The sad thing is that the only thing I am able to add to this information is my testing and experience as a bladesmith allowing me to confirm to other smiths that what the steel industry has been doing for a century or more really does work.
 
...I made some stupid statements above by referring to how hard my blades now are, when in actual fact, that is probably the result of FINALLY putting into practice all the OTHER aspects of heat treatment I've learned from your posts and talking to T.Z. rather than just the interrupted quench alone. Things like even forging, normalizing, temp controlled spherodizing aneal, proper soak at proper temp, good quench medium, etc.
...

Not stupid at all, they were your honest observations; it is in the interpretation of observations where things so often go awry. Indeed I thought of how even with this stuff a technique can be given credit for remarkable changes in properties when it was in fact another thing entirely that was responsible. This is how this knowledge can really help you, it allows you to narrow what is happening when,and control it.

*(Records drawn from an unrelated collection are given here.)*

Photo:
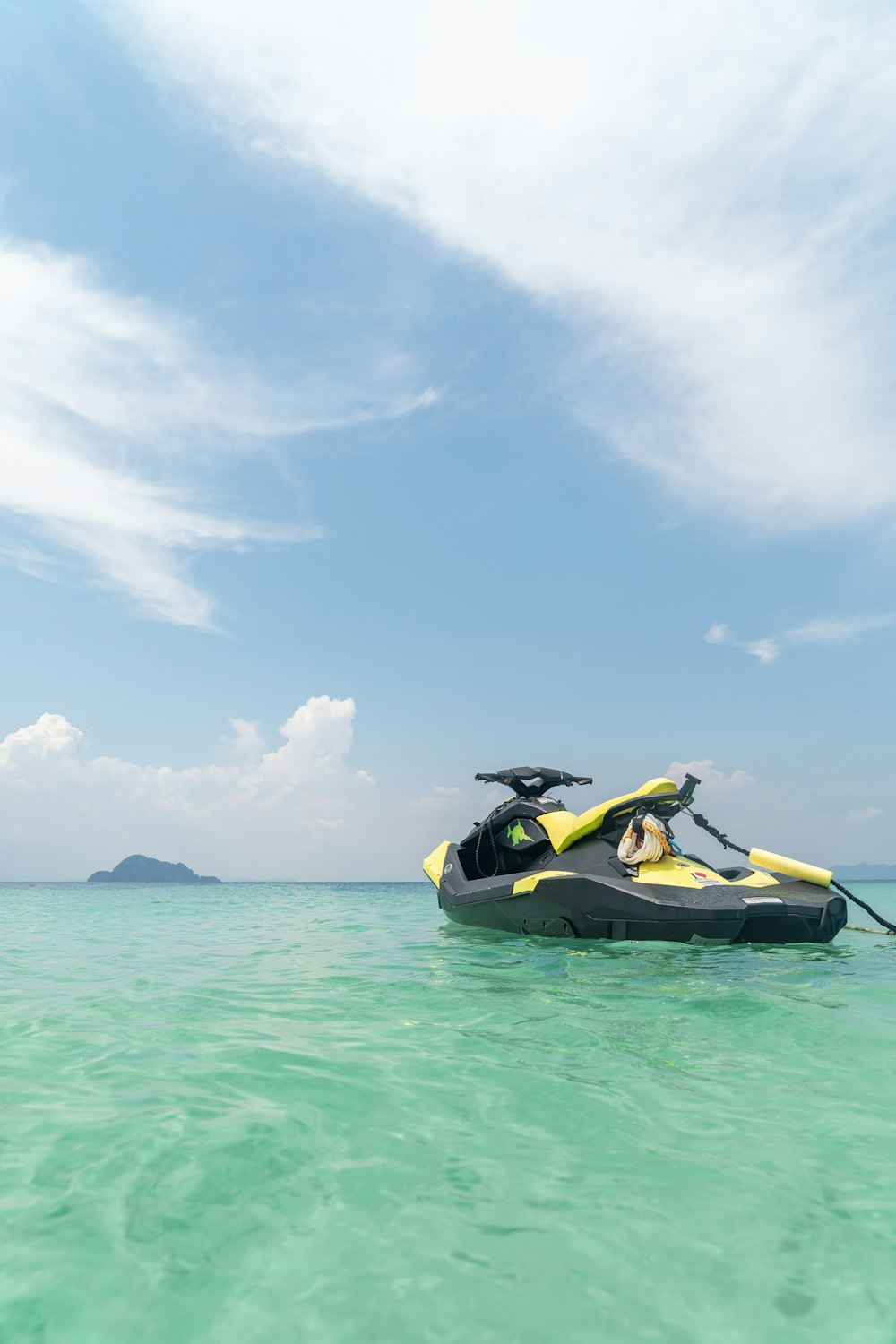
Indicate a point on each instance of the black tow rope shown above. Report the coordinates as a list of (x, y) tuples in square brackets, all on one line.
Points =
[(728, 844)]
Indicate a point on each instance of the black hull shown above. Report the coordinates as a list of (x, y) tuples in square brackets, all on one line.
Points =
[(597, 908)]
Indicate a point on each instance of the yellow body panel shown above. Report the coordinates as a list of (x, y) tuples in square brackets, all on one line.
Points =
[(535, 878), (678, 871), (673, 871), (564, 828), (791, 867), (756, 879), (435, 865)]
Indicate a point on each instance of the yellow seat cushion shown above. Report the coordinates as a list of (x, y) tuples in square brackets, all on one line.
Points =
[(565, 828)]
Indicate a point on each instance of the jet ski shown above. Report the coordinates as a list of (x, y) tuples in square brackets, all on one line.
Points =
[(616, 873)]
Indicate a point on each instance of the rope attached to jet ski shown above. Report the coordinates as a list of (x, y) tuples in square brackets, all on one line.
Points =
[(728, 844)]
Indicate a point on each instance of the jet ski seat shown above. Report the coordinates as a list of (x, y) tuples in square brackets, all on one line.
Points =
[(565, 828)]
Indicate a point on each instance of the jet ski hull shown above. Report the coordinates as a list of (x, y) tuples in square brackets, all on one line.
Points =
[(603, 908), (533, 868)]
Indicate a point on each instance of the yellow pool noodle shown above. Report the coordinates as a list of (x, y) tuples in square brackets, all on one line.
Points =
[(790, 867)]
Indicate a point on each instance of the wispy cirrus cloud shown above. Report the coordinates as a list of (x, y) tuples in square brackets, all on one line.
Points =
[(704, 191), (113, 417), (825, 631)]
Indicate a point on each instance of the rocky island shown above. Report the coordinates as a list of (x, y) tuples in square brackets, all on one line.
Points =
[(137, 867)]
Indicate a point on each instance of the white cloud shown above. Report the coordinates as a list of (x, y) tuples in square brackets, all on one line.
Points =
[(266, 814), (826, 631), (702, 190), (112, 417)]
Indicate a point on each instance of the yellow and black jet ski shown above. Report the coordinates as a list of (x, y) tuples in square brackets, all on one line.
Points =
[(616, 873)]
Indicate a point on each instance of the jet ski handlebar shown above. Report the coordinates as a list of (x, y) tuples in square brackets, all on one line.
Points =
[(532, 781)]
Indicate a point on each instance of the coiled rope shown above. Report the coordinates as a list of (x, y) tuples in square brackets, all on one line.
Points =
[(646, 846)]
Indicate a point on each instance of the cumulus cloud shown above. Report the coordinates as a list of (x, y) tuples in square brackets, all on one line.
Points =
[(269, 812), (826, 631), (112, 419), (704, 191)]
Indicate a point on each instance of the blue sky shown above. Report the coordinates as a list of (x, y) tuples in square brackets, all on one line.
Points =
[(469, 367)]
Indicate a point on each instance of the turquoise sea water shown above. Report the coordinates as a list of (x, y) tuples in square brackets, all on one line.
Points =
[(300, 1113)]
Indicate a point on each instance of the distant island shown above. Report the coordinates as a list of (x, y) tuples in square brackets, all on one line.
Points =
[(866, 873), (137, 867)]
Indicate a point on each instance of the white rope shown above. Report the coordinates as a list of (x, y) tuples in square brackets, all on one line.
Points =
[(648, 847)]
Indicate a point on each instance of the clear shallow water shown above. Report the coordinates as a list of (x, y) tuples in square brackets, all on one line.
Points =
[(263, 1113)]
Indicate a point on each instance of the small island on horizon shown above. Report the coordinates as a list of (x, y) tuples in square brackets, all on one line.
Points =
[(137, 867)]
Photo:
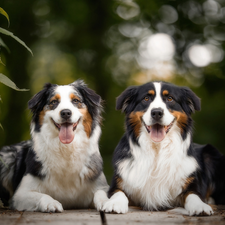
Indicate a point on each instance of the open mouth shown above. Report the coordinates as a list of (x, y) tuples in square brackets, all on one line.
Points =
[(158, 131), (66, 131)]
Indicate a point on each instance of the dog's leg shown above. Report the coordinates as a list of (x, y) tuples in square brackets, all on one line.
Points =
[(28, 198), (100, 198), (193, 205), (117, 203)]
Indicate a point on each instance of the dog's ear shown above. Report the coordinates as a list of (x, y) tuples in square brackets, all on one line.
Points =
[(39, 100), (92, 100), (124, 100), (190, 102)]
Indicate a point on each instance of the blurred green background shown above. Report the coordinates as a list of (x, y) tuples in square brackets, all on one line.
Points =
[(111, 45)]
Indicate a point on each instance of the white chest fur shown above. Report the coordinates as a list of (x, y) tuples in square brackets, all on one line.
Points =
[(66, 166), (155, 174)]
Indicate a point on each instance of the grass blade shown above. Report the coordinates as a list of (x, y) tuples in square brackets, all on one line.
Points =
[(6, 32)]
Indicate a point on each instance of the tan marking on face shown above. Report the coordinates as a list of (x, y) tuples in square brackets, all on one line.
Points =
[(151, 92), (165, 92), (181, 118), (42, 115), (56, 97), (87, 121), (135, 121), (73, 96)]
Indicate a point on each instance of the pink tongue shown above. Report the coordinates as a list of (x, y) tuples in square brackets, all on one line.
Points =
[(157, 133), (66, 134)]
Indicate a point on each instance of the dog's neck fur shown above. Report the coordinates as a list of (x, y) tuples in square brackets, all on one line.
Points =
[(155, 169), (52, 153)]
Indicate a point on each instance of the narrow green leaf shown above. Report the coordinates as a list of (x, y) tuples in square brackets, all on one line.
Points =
[(4, 13), (5, 80), (1, 61), (2, 43), (6, 32)]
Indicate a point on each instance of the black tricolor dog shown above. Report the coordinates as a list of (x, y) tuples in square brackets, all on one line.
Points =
[(156, 165), (61, 166)]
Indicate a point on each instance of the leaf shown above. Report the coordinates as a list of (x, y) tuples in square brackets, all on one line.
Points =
[(2, 43), (4, 13), (5, 80), (3, 162), (6, 32), (1, 61)]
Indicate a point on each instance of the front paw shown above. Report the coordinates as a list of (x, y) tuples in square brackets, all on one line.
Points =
[(118, 203), (48, 204), (195, 206)]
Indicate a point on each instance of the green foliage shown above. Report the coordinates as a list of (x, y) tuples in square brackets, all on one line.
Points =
[(4, 13), (6, 32), (6, 81), (3, 79)]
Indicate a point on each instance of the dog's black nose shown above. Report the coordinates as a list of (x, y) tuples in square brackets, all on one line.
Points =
[(157, 113), (66, 114)]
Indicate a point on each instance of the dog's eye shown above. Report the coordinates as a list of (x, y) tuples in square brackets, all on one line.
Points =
[(54, 102), (169, 99)]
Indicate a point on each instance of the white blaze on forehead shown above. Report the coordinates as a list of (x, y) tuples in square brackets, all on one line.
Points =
[(65, 102), (64, 92), (158, 103)]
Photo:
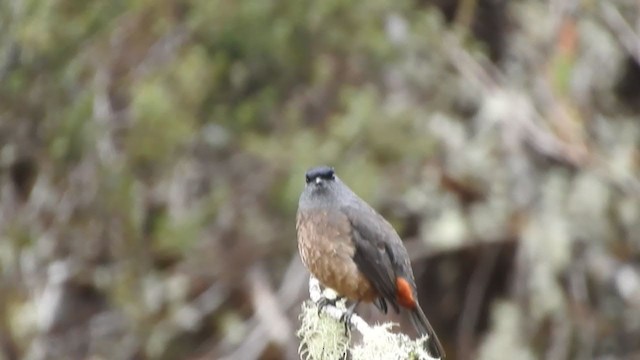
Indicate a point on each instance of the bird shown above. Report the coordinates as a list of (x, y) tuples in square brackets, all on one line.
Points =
[(352, 249)]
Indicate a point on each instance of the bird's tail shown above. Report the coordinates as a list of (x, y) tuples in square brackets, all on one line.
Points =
[(422, 325)]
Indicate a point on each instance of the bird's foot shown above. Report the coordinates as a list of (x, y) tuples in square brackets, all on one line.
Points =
[(325, 301), (346, 317)]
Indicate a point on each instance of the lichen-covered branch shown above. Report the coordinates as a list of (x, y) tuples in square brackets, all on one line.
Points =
[(322, 333)]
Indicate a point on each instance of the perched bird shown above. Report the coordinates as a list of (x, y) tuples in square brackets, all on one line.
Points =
[(353, 250)]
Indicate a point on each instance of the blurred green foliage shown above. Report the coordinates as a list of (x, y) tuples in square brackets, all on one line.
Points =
[(152, 153)]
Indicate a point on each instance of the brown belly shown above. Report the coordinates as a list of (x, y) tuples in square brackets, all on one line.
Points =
[(326, 249)]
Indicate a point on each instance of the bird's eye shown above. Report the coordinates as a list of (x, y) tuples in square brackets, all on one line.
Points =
[(329, 175)]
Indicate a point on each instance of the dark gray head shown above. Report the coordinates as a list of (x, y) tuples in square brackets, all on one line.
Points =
[(324, 189)]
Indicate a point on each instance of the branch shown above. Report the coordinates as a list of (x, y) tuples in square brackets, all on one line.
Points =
[(322, 334)]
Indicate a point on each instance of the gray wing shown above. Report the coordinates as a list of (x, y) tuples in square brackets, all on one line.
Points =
[(374, 242)]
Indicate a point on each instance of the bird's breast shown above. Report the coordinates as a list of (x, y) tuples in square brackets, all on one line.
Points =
[(326, 249)]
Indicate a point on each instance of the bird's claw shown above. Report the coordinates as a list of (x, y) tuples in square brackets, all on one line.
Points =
[(325, 301), (346, 318)]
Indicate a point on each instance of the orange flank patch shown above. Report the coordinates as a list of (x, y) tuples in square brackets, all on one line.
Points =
[(404, 293)]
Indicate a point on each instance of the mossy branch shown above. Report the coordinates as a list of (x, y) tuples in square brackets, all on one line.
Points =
[(322, 334)]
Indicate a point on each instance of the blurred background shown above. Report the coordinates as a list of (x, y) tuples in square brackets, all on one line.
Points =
[(152, 154)]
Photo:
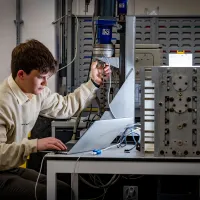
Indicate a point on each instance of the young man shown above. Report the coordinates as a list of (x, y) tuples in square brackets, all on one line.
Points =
[(24, 96)]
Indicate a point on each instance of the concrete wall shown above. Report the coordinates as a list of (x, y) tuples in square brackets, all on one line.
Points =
[(37, 16), (137, 7)]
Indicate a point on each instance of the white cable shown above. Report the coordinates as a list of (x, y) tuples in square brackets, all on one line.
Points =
[(39, 176), (110, 85)]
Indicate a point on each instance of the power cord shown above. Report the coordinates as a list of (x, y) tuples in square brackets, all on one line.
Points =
[(40, 173)]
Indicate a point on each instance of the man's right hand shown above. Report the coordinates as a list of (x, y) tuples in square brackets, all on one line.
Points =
[(50, 143)]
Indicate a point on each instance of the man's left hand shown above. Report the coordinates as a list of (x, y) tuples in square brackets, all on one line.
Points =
[(98, 73)]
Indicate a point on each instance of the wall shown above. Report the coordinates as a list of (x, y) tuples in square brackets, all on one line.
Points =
[(169, 7), (7, 35), (37, 16)]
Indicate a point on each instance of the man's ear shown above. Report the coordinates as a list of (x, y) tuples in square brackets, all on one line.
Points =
[(21, 74)]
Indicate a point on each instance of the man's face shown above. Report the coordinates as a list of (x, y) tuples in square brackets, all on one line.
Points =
[(35, 82)]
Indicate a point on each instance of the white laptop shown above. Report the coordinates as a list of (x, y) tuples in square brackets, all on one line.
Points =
[(100, 135)]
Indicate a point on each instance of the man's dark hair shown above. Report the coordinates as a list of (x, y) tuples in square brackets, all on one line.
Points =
[(32, 55)]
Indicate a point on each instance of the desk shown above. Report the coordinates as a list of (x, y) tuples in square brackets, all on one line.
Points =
[(114, 161)]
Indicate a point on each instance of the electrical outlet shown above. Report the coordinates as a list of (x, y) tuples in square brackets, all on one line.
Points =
[(130, 193)]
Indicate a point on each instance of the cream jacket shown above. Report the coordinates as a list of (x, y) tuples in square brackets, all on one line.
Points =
[(18, 115)]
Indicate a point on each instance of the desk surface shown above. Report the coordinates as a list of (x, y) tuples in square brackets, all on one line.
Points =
[(118, 154)]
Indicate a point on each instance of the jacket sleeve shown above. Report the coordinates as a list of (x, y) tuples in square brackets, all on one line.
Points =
[(12, 154), (58, 106)]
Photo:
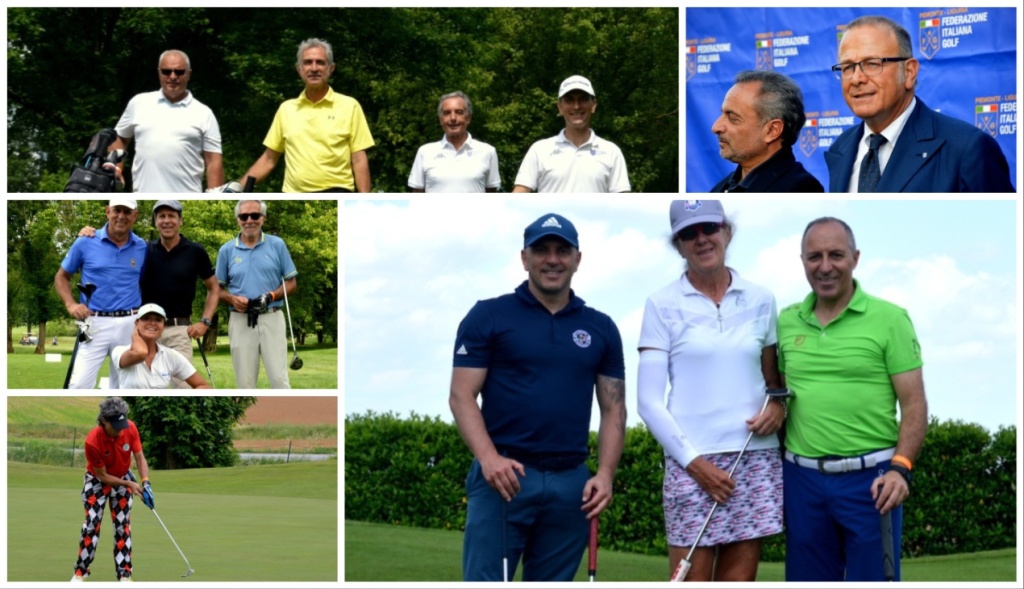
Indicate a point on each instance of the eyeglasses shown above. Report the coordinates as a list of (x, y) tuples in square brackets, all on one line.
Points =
[(870, 67), (689, 234)]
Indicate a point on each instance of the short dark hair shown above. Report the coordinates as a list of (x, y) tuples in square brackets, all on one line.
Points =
[(902, 37), (779, 97), (823, 220)]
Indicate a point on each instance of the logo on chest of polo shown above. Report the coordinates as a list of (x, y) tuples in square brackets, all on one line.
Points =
[(582, 338)]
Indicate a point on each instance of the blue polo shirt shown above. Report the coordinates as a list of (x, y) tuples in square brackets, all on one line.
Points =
[(542, 369), (250, 271), (116, 270)]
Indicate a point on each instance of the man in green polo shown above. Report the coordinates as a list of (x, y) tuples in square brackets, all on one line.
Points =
[(849, 359)]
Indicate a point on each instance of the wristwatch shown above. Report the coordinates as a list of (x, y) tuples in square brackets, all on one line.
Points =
[(907, 474)]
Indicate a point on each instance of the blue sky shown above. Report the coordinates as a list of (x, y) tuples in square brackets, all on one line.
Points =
[(414, 268)]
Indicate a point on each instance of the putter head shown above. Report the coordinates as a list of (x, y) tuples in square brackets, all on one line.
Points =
[(681, 571)]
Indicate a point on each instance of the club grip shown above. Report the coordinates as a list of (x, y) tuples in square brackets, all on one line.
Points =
[(888, 556), (592, 566)]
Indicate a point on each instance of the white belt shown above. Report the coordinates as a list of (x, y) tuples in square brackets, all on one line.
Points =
[(841, 465)]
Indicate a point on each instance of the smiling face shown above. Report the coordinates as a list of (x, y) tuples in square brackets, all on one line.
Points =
[(150, 326), (577, 108), (881, 98), (175, 87), (251, 228), (706, 254), (168, 222), (828, 262), (455, 119), (120, 220), (313, 68), (551, 263)]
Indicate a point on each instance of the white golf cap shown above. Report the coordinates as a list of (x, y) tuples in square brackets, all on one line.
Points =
[(576, 83), (152, 307), (129, 203)]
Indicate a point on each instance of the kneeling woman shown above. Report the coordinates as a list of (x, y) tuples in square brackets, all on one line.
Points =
[(146, 364)]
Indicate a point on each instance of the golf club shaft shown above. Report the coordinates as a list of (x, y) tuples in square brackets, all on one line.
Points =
[(505, 541), (681, 571), (172, 539), (205, 363), (592, 566), (284, 289), (888, 553)]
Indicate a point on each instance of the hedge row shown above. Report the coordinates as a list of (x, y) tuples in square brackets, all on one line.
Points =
[(412, 472)]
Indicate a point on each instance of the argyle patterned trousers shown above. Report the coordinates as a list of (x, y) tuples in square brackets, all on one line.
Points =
[(95, 496)]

I believe your blades are much harder now, since you an I have been discussing soak times, but with all the variables,
... Things like even forging, normalizing, temp controlled spherodizing aneal, proper soak at proper temp, good quench medium, etc.
...
, your enthusiasm took you to the one variable you thought was the best. I think you can now see how any odd technique that is well packaged for the publics consumption can have people believing is solely responsible for a phenomenal change in their knives.

“Use my special hammer, which is only $299.99, and your blades will cut better than any you ever made! And for buying now, I will throw in this free bucket of #50 quench oil!”

You go home and without a second thought replace your burnt motor oil with your free bucket, and then get to work with that magic hammer! Sure enough, after that your knives are cutting like never before! Those special hammers are certainly worth the price because they really work…. A legend is born… ;)
 
Kevin, I'm truely indebted to you for your ability to cut thru the myths and misconceptions that surround the "mysteries" of heatreating. And then translate into terms that a hammerhead can make sense of. As I read the last stretch of info I suddenly formed a mental picture that's plain as day!!! WOW! Everything I've read in the past suddenly has meaning.I'm seein' the light!

I've been working my way thru the on-line book by John Verhoeven, is there any books on these lines that you highly recommend? Remember, it has to be in terms that a hammerhead can understand. I'de like to get a little deeper into "cause & affect" as long as I don't have to research every third word. Save you some typing time also.

Again, endless thanks for your time!